Piromani o pompieri/ Il bipopulismo italiano (2019-2022) e tre temi

(f. cundari) Tutti i retroscena ieri erano concordi nel raccontare l’estremo tentativo compiuto da Enrico Letta, Dario Franceschini e Roberto Speranza, nella pausa tra dibattito e replica, per convincere Giuseppe Conte a votare la fiducia al governo Draghi. Non certo per salvare l’esecutivo, ormai spacciato, ma per salvare l’alleanza con il Movimento 5 stelle.

È una fortuna che non ce l’abbiano fatta, ma è sconcertante che ci abbiano provato. Un simile tentativo si può capire, al limite, da parte di Speranza e del suo partito, sin dall’inizio assai più vicino a Conte che a Draghi. È incredibile e imperdonabile da parte di chi, come Letta, sia prima che dopo ostentava una posizione diametralmente opposta, a sostegno di Mario Draghi, salvo tentare così di rimescolare le carte, vanificando tutto il solenne discorso del presidente del Consiglio e il suo tentativo di chiarire una buona volta posizioni e responsabilità.

Un simile tentativo sconcerta per l’effetto che avrebbe avuto nell’immediato, intorbidando le acque e alimentando un gioco delle parti semplicemente grottesco, ma sconcerta ancor più per il suo obiettivo ultimo.

Come si può pensare di denunciare l’irresponsabilità di Lega e Forza Italia nel far cadere il governo Draghi e al tempo stesso presentarsi alle elezioni con chi quella crisi l’ha aperta? Sarebbe come se tre anni fa il Pd avesse denunciato la minaccia autoritaria rappresentata da Matteo Salvini nello stesso momento in cui incoronava come proprio leader e punto di riferimento l’uomo che fino al giorno prima aveva controfirmato tutti i suoi provvedimenti.

Come dite? Esatto. È quello che è successo. È quello che succede ininterrottamente da tre anni. È quello che su Linkiesta abbiamo definito sin da allora, per la precisione dal 19 ottobre 2019, bipopulismo: la deriva di un sistema in cui la logica del bipolarismo di coalizione, ben lungi dal costituzionalizzare le estreme, ha sempre più radicalizzato le forze centrali, fino a consegnare l’intero arco parlamentare all’egemonia del populismo.

Le forze che intendono fare del discorso di Draghi la propria bandiera devono spiegare, a se stessi prima che ad altri, chi e che cosa ha impedito di realizzarlo, ed essere conseguenti. O si sta con i piromani o si sta con i pompieri. Presentarsi come il partito di Draghi e contemporaneamente sostenere che ci voglia una «alleanza tattica» con i grillini, come ha fatto ieri sulla Stampa Luigi Zanda (esponente autorevole del Pd, vicinissimo a Franceschini), è ai limiti dell’abuso della credulità popolare.

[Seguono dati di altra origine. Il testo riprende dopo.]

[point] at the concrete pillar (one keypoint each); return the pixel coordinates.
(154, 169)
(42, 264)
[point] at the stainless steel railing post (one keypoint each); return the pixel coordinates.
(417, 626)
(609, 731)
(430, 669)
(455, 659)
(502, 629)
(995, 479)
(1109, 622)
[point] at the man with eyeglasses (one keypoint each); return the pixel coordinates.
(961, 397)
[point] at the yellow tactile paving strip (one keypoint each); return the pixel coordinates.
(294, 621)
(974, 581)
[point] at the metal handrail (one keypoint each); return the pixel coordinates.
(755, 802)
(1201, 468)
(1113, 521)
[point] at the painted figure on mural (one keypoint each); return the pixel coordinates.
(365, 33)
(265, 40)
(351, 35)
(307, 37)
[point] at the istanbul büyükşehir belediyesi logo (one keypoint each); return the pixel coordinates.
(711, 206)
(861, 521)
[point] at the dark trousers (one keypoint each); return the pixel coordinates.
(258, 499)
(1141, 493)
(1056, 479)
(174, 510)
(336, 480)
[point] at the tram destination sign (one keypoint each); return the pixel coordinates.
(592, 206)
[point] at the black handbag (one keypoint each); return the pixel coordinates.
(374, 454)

Letta dice che con la caduta del governo c’è stato «un cambio totale di paradigma». Ma la verità, purtroppo, è che non c’è stata nessuna rivoluzione scientifica né filosofica, tantomeno a sinistra, dove di paradigmatico c’è solo l’incredibile capacità di dire con uguale enfasi tutto e il contrario di tutto, ma mai e poi mai le parole: ho sbagliato.

L’AGENDA DRAGHI (fs)

Si tira in ballo l’agenda Draghi, ora che è caduto, per indicare il compendio delle finalità politiche da assumere per un paese che intenda stare con l’Europa, la Nato, gli Usa. L’agenda ha a che fare con alcune scelte liberali e sono quelle che “mercoledì hanno diviso e deciso, facendo cadere l’alibi nominalistico e facendo esplodere come un kamikaze l’ultimo vaffa della vergogna italiana” (b.facchetti).

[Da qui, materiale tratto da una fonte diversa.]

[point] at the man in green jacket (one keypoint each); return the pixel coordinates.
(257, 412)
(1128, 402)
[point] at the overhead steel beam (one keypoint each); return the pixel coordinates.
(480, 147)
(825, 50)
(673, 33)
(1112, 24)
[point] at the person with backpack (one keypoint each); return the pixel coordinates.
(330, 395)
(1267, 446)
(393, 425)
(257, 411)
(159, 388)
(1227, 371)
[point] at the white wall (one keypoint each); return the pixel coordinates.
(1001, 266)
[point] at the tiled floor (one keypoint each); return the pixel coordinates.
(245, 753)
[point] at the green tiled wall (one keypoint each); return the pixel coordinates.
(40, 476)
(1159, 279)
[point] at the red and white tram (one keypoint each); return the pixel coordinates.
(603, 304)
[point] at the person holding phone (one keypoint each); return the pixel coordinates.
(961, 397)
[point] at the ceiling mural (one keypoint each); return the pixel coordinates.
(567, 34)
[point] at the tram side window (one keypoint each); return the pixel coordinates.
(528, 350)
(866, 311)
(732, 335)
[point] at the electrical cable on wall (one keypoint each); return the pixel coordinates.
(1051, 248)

A partire da taxi e balneari (aggiungendo il catasto)  si può tracciare la mappa del bipopulismo italiano. Una linea di demarcazione, un confine, che vede contrapposti i liberali ai populisti. Per riassumere: applicazione della direttiva Bolkenstein, dal nome del commissario Ue, liberale, anzi presidente all’epoca dei liberali europei. Bestia nera del corporativismo italiano dal 2006, quando la direttiva fu emanata e cominciò in Italia il balletto dei rinvii nell’applicazione.

Il Conte I l’aveva rinviata al 2033, ben 27 anni dopo la sua pubblicazione nella G.U. dell’Unione Europea. Un capolavoro di furbizia levantina, da azzeccagarbugli della palla in tribuna.

Pronunciando quelle due paroline, taxi e balneari, Mario Draghi ha comunque “provocato” i liberali: da quelli disattenti del Pd a quelli sedicenti del centrodestra, a quelli un po’ analfabeti dei 5S, a cui erano molto piaciuti i fumogeni e i blocchi stradali dei tassisti di via del Corso solo pochi giorni prima.